More desalination and reuse potential in Western Australia
Western Australia's Water Corporation is considering up to three seawater reverse-osmosis desalination plants along the southern coast of its area, known as Lower Great Southern, as part of a potential portfolio of water resources for the next 30 years.The plants are included as options in the corporation's document Water Forever: Lower Great Southern: Final Report published at the end of 2010. Use of reused wastewater, conservation including rainwater-tank incentives, surface water and groundwater are also among the options.
The municipalities that will be in need of supplies are Walpole, Denmark and Albany, and potential sites for desalination have been identified in each area.
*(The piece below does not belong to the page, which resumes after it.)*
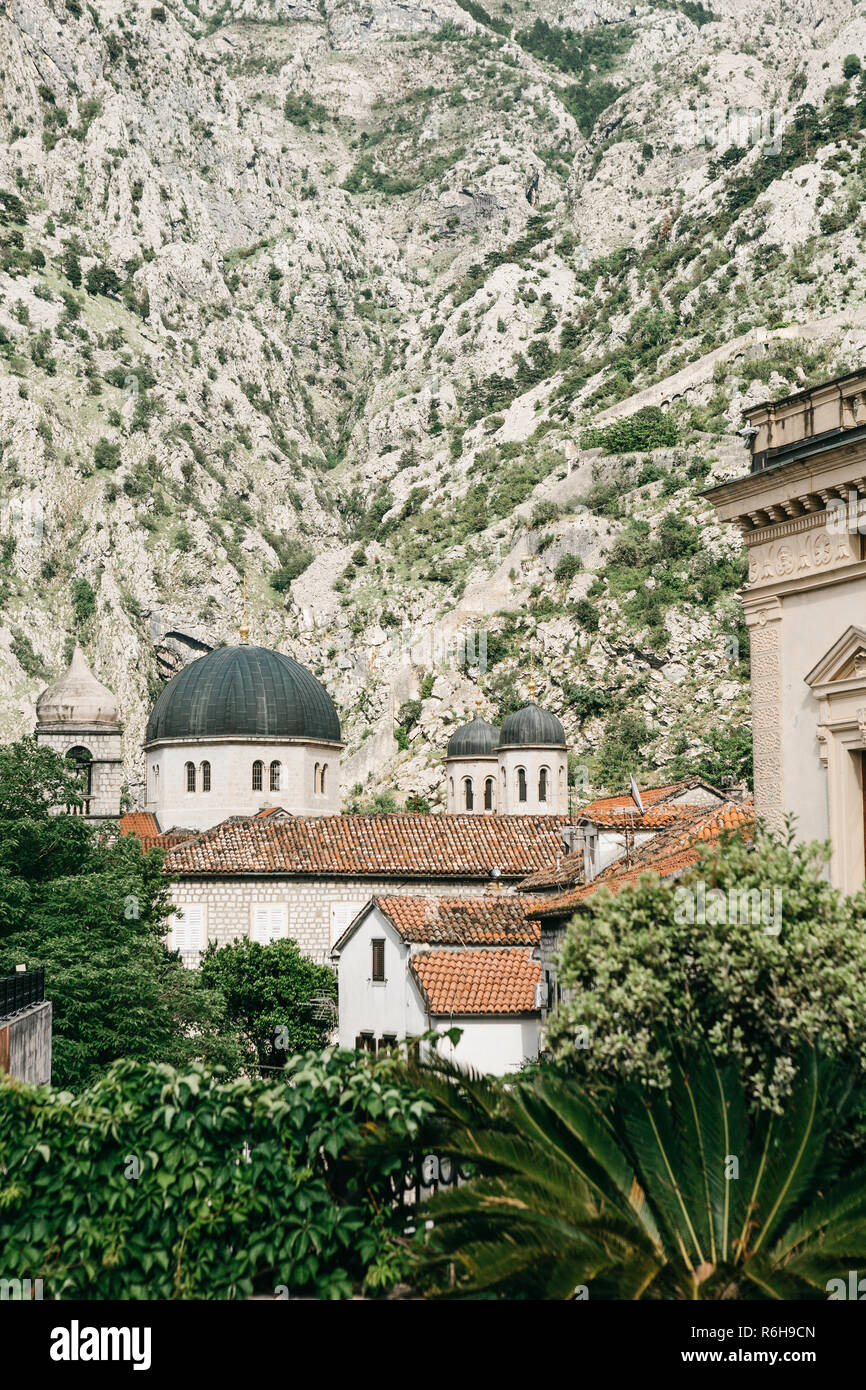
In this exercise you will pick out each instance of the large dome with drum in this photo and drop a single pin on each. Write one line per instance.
(243, 691)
In Albany, the document envisages a staged development, each stage supplying about 4 million m³/year.
The corporation ran a "community engagement" programme in 2009 and concluded that community support was strong in the areas of :
Water reuse is already under way or planned in these areas.
Water Corporation aims to recycle 100% of treated wastewater from Albany's wastewater treatment plant (WWTP). This is used to irrigate 575 ha of Tasmanian blue gum trees, but the corporation is looking for higher value uses for the recycled water. One option which is currently being investigated is for the water to be recycled in Grange Resources' proposed Southdown Magnetite Project.
At Walpole, Water Corporation is proceeding with upgrades to increase the capacity of the existing WWTP. It is also developing a new tree farm to enable 100% reuse of recycled water through irrigation.
Detailed design is under way in Denmark for an Aus$ 8 million (US$ 8.1 million) more energy-efficient WWTP, and the corporation expects it to be in full operation by 2012. Planning for Denmark also considered the future potential for recycled water to be used at a number of sites.
Mount Barker is another Lower Great Southern town where an innovative approach to reusing treated wastewater has resulted in nearly 100% recycling. After treatment at the Mount Barker Wastewater Treatment Plant, the water is chlorinated then pumped to a storage dam at a nearby vineyard and irrigated onto the vines over summer.
The nitrogen-rich water has allowed the vineyard to reduce its application of artificial fertiliser, providing economic and environmental benefits. This scheme has now been operating for 10 years, and during this time the vineyard has continued to produce some of the fine wines for which the Great Southern has become famous.